The type of birth control you choose will depend on various factors. Dr. Tsyba will help you navigate health concerns, lifestyle needs, and any risk factors to find a convenient method of contraception that works for you.
Different types of birth control may include:
- Natural methods —fertility awareness (such as the rhythm method and natural family planning)
- Barrier methods— latex condoms, female condoms, cervical caps, and diaphragms, along with additions such as spermicide.
- Hormonal methods— birth control pills (oral contraceptives), a vaginal ring such as the Nuvaring, patch, or injections of the hormone progestin (Depo-Provera®). Longer-acting methods include choices like IUDs and birth control implants in the upper arm (Nexplanon®)
- Emergency contraception —referred to as the “morning-after pill or Plan B”
- Permanent birth control— tubal ligation, in which the fallopian tubes are blocked in female patients (or vasectomy for men)

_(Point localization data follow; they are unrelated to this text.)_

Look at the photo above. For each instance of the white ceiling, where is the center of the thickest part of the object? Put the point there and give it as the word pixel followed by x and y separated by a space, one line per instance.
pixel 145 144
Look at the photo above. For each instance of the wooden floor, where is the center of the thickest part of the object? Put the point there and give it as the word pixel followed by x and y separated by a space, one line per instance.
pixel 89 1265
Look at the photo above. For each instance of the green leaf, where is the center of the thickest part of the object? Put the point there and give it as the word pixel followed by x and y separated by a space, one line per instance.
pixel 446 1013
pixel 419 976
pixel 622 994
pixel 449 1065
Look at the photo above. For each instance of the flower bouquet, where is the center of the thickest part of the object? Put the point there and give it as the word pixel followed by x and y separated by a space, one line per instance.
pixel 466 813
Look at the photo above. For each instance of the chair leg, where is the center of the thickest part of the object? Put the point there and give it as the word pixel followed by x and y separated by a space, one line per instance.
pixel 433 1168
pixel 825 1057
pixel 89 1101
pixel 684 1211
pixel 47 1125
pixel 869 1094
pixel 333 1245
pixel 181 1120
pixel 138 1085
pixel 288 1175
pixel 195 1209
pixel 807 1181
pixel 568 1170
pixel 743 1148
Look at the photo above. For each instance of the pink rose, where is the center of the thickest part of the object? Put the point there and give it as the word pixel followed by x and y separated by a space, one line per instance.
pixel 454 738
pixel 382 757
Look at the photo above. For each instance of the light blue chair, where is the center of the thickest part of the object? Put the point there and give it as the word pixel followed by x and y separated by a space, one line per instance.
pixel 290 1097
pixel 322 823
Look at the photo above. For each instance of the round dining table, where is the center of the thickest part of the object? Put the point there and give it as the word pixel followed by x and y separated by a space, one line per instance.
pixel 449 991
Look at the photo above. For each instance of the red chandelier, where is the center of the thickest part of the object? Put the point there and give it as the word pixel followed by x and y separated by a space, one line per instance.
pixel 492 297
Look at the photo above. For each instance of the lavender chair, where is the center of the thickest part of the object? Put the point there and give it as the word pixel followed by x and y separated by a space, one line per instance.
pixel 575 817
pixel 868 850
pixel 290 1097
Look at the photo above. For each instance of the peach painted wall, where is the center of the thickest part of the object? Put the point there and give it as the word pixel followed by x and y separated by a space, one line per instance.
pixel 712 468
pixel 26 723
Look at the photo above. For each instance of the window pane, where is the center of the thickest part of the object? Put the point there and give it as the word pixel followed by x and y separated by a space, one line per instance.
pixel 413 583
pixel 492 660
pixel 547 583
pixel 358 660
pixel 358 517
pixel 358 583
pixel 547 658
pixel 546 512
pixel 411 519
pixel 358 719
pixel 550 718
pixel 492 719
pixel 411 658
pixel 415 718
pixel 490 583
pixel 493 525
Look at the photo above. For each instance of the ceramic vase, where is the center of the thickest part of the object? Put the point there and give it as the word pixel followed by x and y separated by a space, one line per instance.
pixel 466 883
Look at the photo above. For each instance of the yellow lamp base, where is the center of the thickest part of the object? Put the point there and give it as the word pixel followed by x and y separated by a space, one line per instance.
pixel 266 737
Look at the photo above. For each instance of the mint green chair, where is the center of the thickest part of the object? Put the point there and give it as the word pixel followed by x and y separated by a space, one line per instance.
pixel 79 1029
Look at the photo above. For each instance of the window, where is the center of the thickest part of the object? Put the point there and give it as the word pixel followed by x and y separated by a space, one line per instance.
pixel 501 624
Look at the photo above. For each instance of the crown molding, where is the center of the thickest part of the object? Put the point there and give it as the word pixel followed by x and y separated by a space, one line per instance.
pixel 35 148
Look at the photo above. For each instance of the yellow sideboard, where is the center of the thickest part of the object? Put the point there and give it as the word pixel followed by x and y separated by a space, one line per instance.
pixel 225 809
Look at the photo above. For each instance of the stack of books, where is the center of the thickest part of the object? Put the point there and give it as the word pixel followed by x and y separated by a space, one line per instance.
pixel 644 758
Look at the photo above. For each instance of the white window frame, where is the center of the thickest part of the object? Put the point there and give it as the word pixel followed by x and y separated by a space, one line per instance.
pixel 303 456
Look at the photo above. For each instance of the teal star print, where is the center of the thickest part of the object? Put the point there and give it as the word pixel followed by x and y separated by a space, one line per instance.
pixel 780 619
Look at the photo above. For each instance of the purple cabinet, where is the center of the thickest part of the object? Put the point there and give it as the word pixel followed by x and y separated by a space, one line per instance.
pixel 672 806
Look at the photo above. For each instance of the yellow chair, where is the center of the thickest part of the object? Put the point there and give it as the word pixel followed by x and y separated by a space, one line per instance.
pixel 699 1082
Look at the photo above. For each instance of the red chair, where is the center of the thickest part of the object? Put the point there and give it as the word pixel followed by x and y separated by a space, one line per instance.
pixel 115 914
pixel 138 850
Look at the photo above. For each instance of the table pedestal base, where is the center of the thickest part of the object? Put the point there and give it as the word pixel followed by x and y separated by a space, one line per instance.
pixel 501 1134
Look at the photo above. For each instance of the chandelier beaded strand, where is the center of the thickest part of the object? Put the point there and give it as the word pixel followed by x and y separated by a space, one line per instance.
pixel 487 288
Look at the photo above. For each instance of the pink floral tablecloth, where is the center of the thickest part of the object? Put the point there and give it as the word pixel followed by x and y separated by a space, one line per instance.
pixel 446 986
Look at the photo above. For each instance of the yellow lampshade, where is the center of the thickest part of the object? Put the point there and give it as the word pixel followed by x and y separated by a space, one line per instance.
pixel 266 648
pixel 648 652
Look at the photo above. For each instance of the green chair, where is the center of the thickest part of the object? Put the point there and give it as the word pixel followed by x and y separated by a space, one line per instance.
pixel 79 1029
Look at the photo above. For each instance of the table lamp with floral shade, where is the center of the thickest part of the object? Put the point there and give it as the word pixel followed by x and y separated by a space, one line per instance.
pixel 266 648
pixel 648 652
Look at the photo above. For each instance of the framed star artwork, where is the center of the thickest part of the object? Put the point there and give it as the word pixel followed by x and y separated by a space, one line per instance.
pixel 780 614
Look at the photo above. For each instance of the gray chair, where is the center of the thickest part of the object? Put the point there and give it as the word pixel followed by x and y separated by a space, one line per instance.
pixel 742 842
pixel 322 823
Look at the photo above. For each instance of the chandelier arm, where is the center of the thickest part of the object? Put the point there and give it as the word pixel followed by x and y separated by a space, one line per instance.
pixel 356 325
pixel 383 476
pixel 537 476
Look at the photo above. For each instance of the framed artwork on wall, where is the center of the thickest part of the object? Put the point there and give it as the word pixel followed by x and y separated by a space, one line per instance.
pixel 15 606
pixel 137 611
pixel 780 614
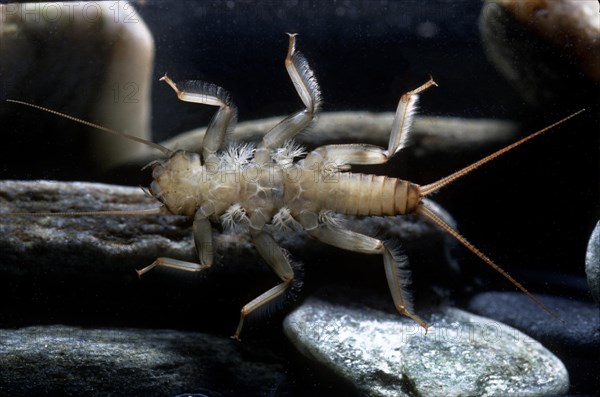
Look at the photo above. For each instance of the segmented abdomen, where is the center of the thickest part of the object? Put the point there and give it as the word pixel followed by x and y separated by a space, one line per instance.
pixel 359 194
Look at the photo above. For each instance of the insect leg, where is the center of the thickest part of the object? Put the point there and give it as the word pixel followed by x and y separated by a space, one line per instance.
pixel 208 94
pixel 395 265
pixel 404 118
pixel 279 261
pixel 204 248
pixel 308 89
pixel 345 154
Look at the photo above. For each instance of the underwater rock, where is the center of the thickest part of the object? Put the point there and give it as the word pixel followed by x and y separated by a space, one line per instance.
pixel 92 60
pixel 72 361
pixel 592 263
pixel 548 50
pixel 108 240
pixel 52 267
pixel 384 354
pixel 576 341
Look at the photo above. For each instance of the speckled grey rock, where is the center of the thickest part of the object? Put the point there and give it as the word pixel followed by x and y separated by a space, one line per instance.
pixel 576 340
pixel 430 136
pixel 113 240
pixel 72 361
pixel 547 50
pixel 83 267
pixel 592 263
pixel 462 354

Women looking for long-acting reversible contraceptives often turn to intrauterine devices (IUDs) to deliver long-lasting protection from pregnancy. This choice is one of the most effective means of long-term pregnancy prevention and can be inserted by your Ob/GYN.

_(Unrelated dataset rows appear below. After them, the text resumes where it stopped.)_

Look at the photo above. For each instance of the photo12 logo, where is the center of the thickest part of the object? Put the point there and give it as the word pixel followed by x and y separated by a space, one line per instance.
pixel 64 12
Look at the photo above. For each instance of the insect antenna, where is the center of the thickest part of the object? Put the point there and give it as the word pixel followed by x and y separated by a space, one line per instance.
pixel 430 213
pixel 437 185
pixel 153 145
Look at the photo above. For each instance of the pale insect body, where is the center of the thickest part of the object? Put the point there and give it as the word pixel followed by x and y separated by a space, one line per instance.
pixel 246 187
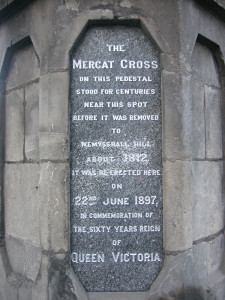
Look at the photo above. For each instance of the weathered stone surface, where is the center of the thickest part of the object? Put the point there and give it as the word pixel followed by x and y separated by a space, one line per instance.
pixel 25 290
pixel 171 280
pixel 54 102
pixel 14 126
pixel 40 288
pixel 32 122
pixel 177 115
pixel 21 201
pixel 20 72
pixel 207 199
pixel 32 260
pixel 213 116
pixel 177 205
pixel 54 146
pixel 198 130
pixel 130 99
pixel 16 253
pixel 54 213
pixel 209 72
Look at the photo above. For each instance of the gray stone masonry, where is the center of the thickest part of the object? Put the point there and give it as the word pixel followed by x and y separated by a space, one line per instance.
pixel 36 39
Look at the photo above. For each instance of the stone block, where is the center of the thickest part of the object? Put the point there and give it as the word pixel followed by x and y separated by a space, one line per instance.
pixel 21 201
pixel 32 122
pixel 213 117
pixel 40 288
pixel 171 279
pixel 25 291
pixel 121 296
pixel 20 72
pixel 177 205
pixel 198 129
pixel 206 72
pixel 54 181
pixel 54 146
pixel 32 260
pixel 177 110
pixel 3 3
pixel 14 126
pixel 54 91
pixel 207 199
pixel 215 252
pixel 16 253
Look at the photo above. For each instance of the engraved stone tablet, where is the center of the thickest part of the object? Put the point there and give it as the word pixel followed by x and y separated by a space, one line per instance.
pixel 116 164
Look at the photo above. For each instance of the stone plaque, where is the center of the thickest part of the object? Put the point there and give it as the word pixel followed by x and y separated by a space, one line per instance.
pixel 116 164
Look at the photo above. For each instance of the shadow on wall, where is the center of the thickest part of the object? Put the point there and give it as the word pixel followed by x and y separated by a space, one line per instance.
pixel 189 293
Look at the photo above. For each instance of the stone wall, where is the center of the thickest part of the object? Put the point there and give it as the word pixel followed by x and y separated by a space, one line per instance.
pixel 36 38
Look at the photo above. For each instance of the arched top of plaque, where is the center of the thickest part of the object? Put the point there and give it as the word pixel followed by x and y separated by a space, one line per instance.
pixel 116 161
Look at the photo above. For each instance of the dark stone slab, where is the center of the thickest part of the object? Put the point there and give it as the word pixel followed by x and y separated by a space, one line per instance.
pixel 116 165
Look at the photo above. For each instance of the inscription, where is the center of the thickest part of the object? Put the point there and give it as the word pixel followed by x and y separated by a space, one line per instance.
pixel 116 166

The IUD is a low-maintenance form of birth control because it lasts for several years and you don’t have to take a daily pill.
The IUD is a low-maintenance form of birth control because it lasts for several years and you don’t have to take a daily pill. It can help you take control of your reproductive health while keeping the option open to have children later, should you change your mind.
IUDs are tiny T-shaped devices implanted directly into the uterus by your doctor or healthcare provider. Hormonal IUDs release a small but steady amount of progestin, a naturally occurring hormone. Progestin thickens the cervical mucus, which helps prevent sperm from binding to the egg. It also thins the uterine lining, preventing fertilized eggs from implanting in the uterus.
Non-hormonal IUDs, also called copper IUDs, release a small amount of copper ions into the uterine lining. This results in the same effects as hormonal IUD methods but without the use of hormones.
Once inserted, IUDs require no further pregnancy-prevention efforts to be effective. Depending on what kind you get, IUDs protect against pregnancy for five to ten years. IUDs are more than 99% effective, which is higher than most other types of contraception.